Adventures in Bookland: The Locomotive of War by Peter Clarke

It’s not about trains. Let’s get that clear from the start. But having worked through the book’s 358 pages, this reviewer is not entirely sure he can tell the prospective reader what the book is about. Usually, a book’s subtitle is there to explain to the browser what he or she will find on its pages but in this case, ‘Money, Empire, Power and Guilt’ is so wide ranging as to include almost everything.

So, in his quest to uncover the book’s true meaning, your reviewer referred back to the prologue, where the author tells us what the book is about. It doesn’t help a great deal, although it does tell us where the title comes from: it’s a quote from Trotsky, but modified. He originally said, “War, Comrades, is a great locomotive of history.” So, is this a book about war as the driver of history?

No, not really. Yes, it deals with World War I, but the conflict itself remains largely off the page. The chapter titles are a better clue as to the book’s nature: ‘The Disciple as Prophet: Thomas Woodrow Wilson’; ‘Goodbye to the Garden of Eden: John Maynard Keynes’.

Yes, this is a book about people. But very specific people: some of the key political figures of the First World War in Britain and America – all of whom knew each other. This is a book about how the political beliefs and personal characteristics of a small number of people successively involved Britain and America in war. For what Clarke makes clear is how it was the particular response of leaders such as Herbert Asquith and David Lloyd George to events such as the German invasion of neutral Belgium, a response shaped by their formation in the liberal tradition of William Gladstone, that produced the moral outrage that led Britain into war, and later drew America into the conflict.

As such, it’s a forensic examination of the causes of war within a very narrow focus. This narrow focus requires of the reader a reasonably broad knowledge of the political personalities of early-20th century Britain and America to avoid frequent Wikipedia stops. It does, however, allow the author some cutting asides. Clarke’s note on how Edward Grey – the Foreign Secretary remembered for “the lamps are going out” quote – under the strain of impending war ascended to his only two days of eloquence in an allotted span of near three score years and ten, is wonderful and one of a number of quotes worthy a place in future collections.

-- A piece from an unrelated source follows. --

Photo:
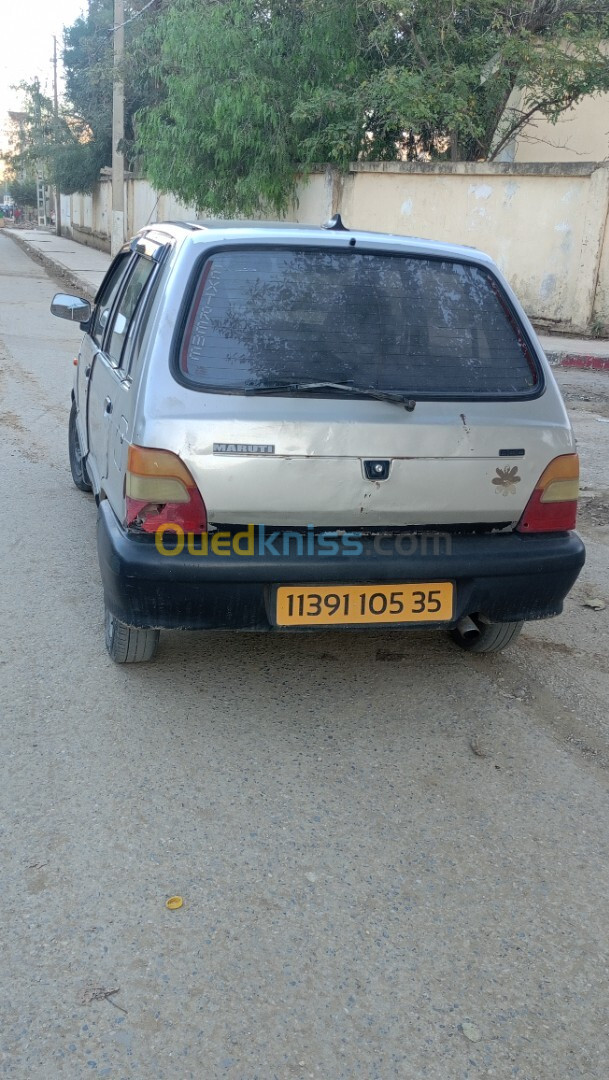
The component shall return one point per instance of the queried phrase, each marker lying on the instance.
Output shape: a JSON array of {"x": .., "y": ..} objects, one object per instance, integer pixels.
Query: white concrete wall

The curious effect of Clarke’s close examination of such a limited number of individuals is that the book, surely without meaning to, almost becomes a modern restatement of Carlyle’s great man theory of history (where history is the result of the actions and decisions of great men, rather than being the consequence of a vast range of events and individuals). Clarke does take care to place the ‘great men’ here portrayed within the context of the liberal tradition of thinking as espoused by Gladstone, so it’s a modified ‘great man’ exposition, but the reader will be hard pressed to conclude, after reading this book, anything other than that history’s locomotive is driven by a very few men (and they are all men).

This is unlikely to have been the author’s intention.